Pemain Como 1907 merayakan gol yang dicetak Assane Diao dalam laga debut klub Italia itu di Liga Champions. Como menang 4-1 atas RB Leipzig dalam pertandingan yang digelar pada Jumat (11/9/2026) dini hari WIB. (AP Photo/Luca Bruno)

Pelatih asal Spanyol itu bahkan menganggap hasil atas Parma sebagai salah satu kemenangan penting dalam kariernya sebagai pelatih Como. “Ini kemenangan penting bagi saya sebagai pelatih karena saya mulai menyadari tim seperti apa yang bisa kami bentuk,” tuturnya.

Menurut Fabregas, Como harus beradaptasi dengan berbagai dinamika baru pada musim ini. Salah satunya adalah menghadapi jadwal padat setelah tampil di kompetisi Eropa.

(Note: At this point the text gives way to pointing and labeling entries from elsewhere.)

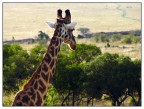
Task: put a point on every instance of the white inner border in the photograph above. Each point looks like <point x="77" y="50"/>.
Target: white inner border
<point x="71" y="1"/>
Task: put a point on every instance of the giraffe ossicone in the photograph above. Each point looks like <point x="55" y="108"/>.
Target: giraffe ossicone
<point x="67" y="26"/>
<point x="35" y="90"/>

“Kami menciptakan 31 tembakan ke gawang dan hanya mencetak satu gol. Dalam situasi seperti itu, Anda tahu lawan akan mengubah sesuatu untuk memperkuat pertahanan. Kami juga berisiko kebobolan, dan pada akhirnya itu terjadi,” kata Fabregas.

 


Fabregas Belajar dari Arsenal

Pelatih kepala Como asal Spanyol, Cesc Fabregas, bereaksi dari area teknis selama pertandingan Seri A Italia antara Inter Milan dan Como di Stadion San Siro di Milan pada 23 Desember 2024. (Piero CRUCIATTI/AFP)

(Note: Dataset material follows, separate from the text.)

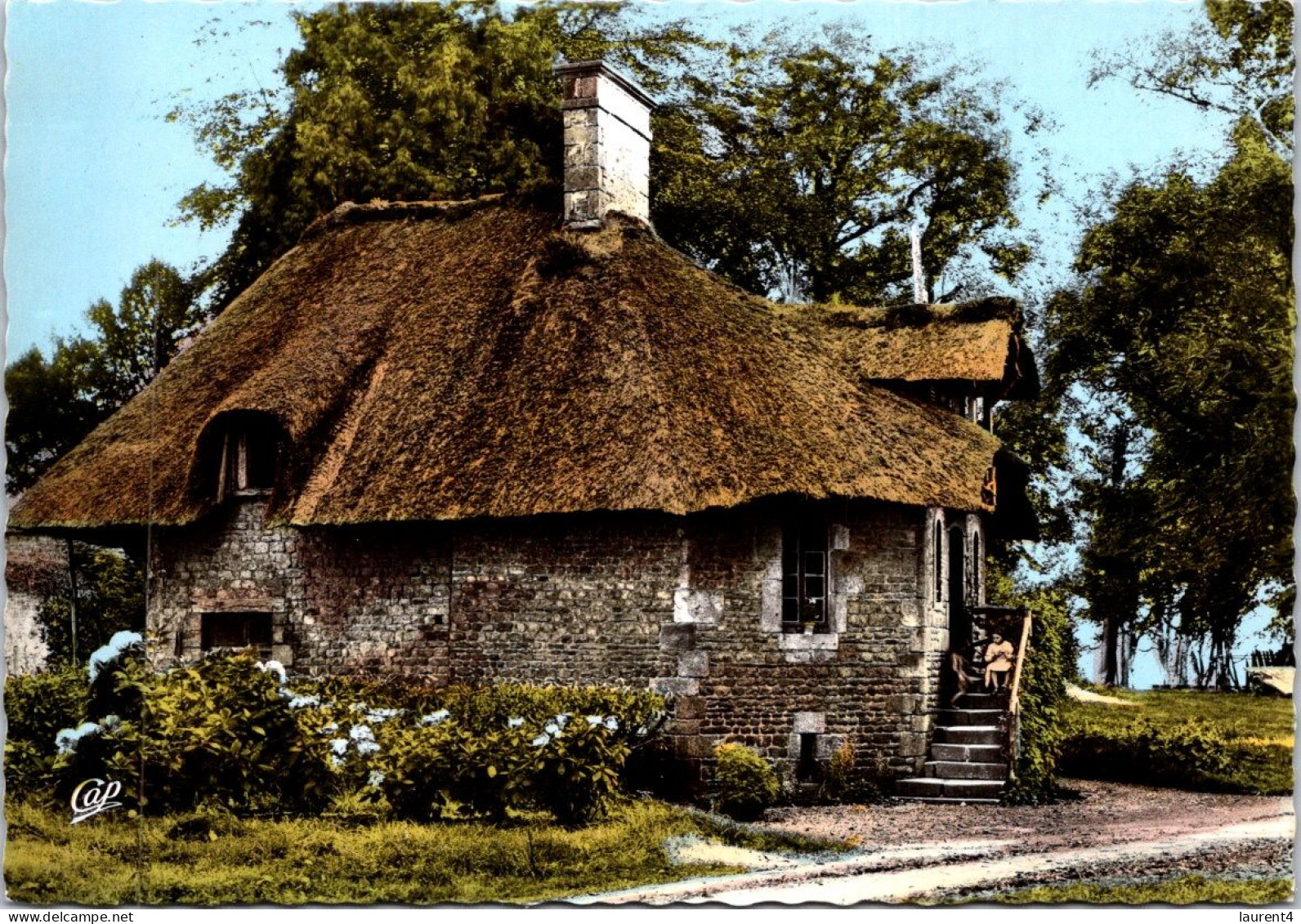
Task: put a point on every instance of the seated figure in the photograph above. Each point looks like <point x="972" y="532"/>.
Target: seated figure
<point x="998" y="662"/>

Fabregas juga memberikan perhatian khusus kepada Kaiki, pemain yang mencetak gol kedua Como dalam pertandingan tersebut.  Bek asal Brasil itu dinilai memiliki kualitas yang dapat membantu Como berkembang.

“Dia sudah pernah bermain untuk Timnas Brasil, jadi dia punya kualitas luar biasa dan akan sangat membantu kami. Dia juga sangat menikmati tugas bertahan dan itu terlihat hari ini,” ujar Fabregas.

Fabregas berharap Kaiki bisa semakin menyatu dengan sistem permainan Como dan memberikan kontribusi sesuai yang diharapkan.

Menariknya, Fabregas mengaku terinspirasi oleh kesuksesan Arsenal, klub yang pernah dibelanya sebagai pemain.

Menurutnya, kontribusi pemain belakang dalam mencetak gol menjadi salah satu faktor penting dalam sepak bola modern.

“Dalam sepak bola modern, sangat penting memiliki pemain bertahan yang bisa mencetak gol. Arsenal menjuarai Premier League terutama berkat gol-gol dari pemain belakang dan situasi bola mati,” kata Fabregas.

“Jika kami bisa menambahkan kemampuan itu ke dalam permainan kami, tentu menjadi sebuah keuntungan.”